Ahora Amaya estaba realmente confundida. Mordisqueó la pajilla, mirándolos a ambos con curiosidad.
Pronto, la situación se volvió aún más evidente.
Si Romeo le servía comida, Saúl no se quedaba atrás y le servía leche.
Si Romeo le pasaba una servilleta, Saúl se apresuraba a advertirle con voz suave que tuviera cuidado de no quemarse.
Por fuera, ambos eran pura cortesía, actuando como grandes amigos.
Pero en realidad, sus miradas se cruzaban echando chispas, como si ninguno estuviera dispuesto a perder terreno ante el otro.
Después de observarlos un buen rato, Amaya no aguantó más. Miró a su alrededor con el ceño fruncido y soltó:
—A ver… ¿qué les pasa a ustedes dos tan temprano en la mañana?
Romeo y Saúl giraron la cabeza al unísono y cruzaron miradas.
El aire pareció congelarse por un segundo.
Luego, ambos respondieron al mismo tiempo, con un tono sorprendentemente amable:
—Nada, solo queremos que disfrutes tu desayuno.
Amaya se quedó callada.
Aunque la situación era muy extraña, tampoco podía quejarse.
En ese momento, el llanto claro de un bebé resonó desde el piso de arriba.
Amaya se animó de inmediato y se puso de pie por acto reflejo.
—¡Reni despertó!
Salió corriendo hacia la planta alta.
Romeo y Saúl se miraron, se levantaron al unísono y la siguieron uno tras otro.
Sin embargo, cuando entraron a la habitación, Amaya ya tenía a Reni en brazos, meciéndola y arrullándola con voz suave.

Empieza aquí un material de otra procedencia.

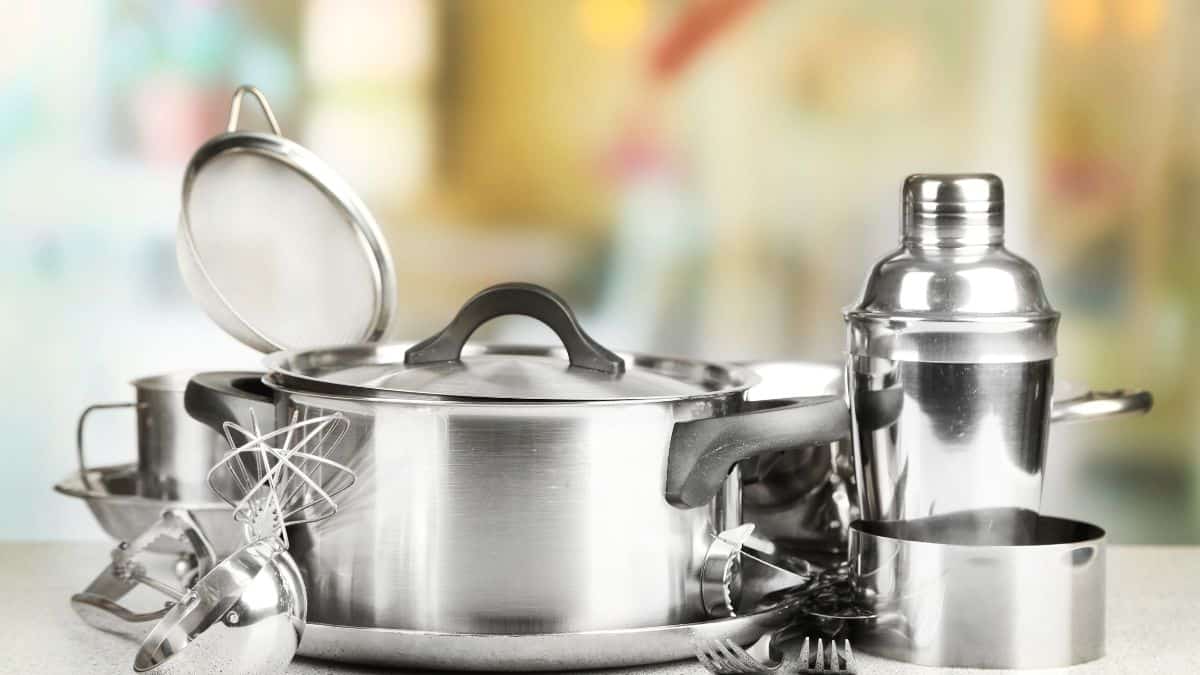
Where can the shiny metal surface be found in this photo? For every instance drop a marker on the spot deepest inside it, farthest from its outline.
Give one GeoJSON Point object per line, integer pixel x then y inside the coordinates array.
{"type": "Point", "coordinates": [949, 368]}
{"type": "Point", "coordinates": [989, 589]}
{"type": "Point", "coordinates": [803, 500]}
{"type": "Point", "coordinates": [114, 499]}
{"type": "Point", "coordinates": [531, 514]}
{"type": "Point", "coordinates": [953, 436]}
{"type": "Point", "coordinates": [951, 363]}
{"type": "Point", "coordinates": [523, 652]}
{"type": "Point", "coordinates": [724, 656]}
{"type": "Point", "coordinates": [720, 574]}
{"type": "Point", "coordinates": [174, 451]}
{"type": "Point", "coordinates": [513, 372]}
{"type": "Point", "coordinates": [1092, 405]}
{"type": "Point", "coordinates": [827, 659]}
{"type": "Point", "coordinates": [99, 604]}
{"type": "Point", "coordinates": [246, 615]}
{"type": "Point", "coordinates": [504, 519]}
{"type": "Point", "coordinates": [256, 203]}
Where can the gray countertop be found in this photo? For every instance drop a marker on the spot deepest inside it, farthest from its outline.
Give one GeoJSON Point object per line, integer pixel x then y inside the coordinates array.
{"type": "Point", "coordinates": [1153, 623]}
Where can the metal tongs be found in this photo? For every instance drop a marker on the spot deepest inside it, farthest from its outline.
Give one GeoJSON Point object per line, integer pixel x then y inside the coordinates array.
{"type": "Point", "coordinates": [97, 604]}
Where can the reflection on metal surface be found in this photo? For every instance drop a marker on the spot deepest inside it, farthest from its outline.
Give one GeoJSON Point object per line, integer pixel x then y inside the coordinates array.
{"type": "Point", "coordinates": [987, 589]}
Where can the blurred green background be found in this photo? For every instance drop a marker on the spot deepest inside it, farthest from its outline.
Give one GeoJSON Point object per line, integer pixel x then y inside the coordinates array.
{"type": "Point", "coordinates": [708, 178]}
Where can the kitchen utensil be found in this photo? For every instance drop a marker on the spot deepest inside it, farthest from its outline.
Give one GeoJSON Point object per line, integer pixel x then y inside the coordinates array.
{"type": "Point", "coordinates": [247, 614]}
{"type": "Point", "coordinates": [985, 589]}
{"type": "Point", "coordinates": [115, 500]}
{"type": "Point", "coordinates": [951, 362]}
{"type": "Point", "coordinates": [517, 489]}
{"type": "Point", "coordinates": [803, 499]}
{"type": "Point", "coordinates": [827, 659]}
{"type": "Point", "coordinates": [99, 603]}
{"type": "Point", "coordinates": [174, 451]}
{"type": "Point", "coordinates": [720, 574]}
{"type": "Point", "coordinates": [276, 248]}
{"type": "Point", "coordinates": [726, 657]}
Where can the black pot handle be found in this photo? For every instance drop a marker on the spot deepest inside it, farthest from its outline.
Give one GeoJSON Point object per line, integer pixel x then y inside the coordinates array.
{"type": "Point", "coordinates": [216, 398]}
{"type": "Point", "coordinates": [705, 451]}
{"type": "Point", "coordinates": [525, 299]}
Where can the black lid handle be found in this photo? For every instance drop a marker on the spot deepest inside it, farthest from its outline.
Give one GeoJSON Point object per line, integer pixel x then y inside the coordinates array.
{"type": "Point", "coordinates": [525, 299]}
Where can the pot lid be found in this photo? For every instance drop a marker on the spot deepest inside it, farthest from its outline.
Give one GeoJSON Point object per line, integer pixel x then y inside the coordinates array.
{"type": "Point", "coordinates": [276, 246]}
{"type": "Point", "coordinates": [442, 366]}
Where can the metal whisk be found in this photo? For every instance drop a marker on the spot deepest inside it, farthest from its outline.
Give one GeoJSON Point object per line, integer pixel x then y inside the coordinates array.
{"type": "Point", "coordinates": [291, 484]}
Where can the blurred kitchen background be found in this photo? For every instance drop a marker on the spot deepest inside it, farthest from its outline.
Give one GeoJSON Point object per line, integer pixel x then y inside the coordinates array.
{"type": "Point", "coordinates": [699, 177]}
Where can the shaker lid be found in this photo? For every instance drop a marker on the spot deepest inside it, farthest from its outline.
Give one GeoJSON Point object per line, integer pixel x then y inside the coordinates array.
{"type": "Point", "coordinates": [953, 292]}
{"type": "Point", "coordinates": [445, 368]}
{"type": "Point", "coordinates": [953, 209]}
{"type": "Point", "coordinates": [276, 246]}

Al verlos entrar, ni siquiera se volteó y comentó de forma casual:
—Por cierto, Romeo, Saúl, si no tienen nada urgente, ¿podrían hacerme un favor?
Ambos se detuvieron y la miraron fijamente.
—¿Qué favor?
Amaya se dio la vuelta, sosteniendo a Reni, quien ya había dejado de llorar y miraba todo a su alrededor con sus grandes y brillantes ojos oscuros.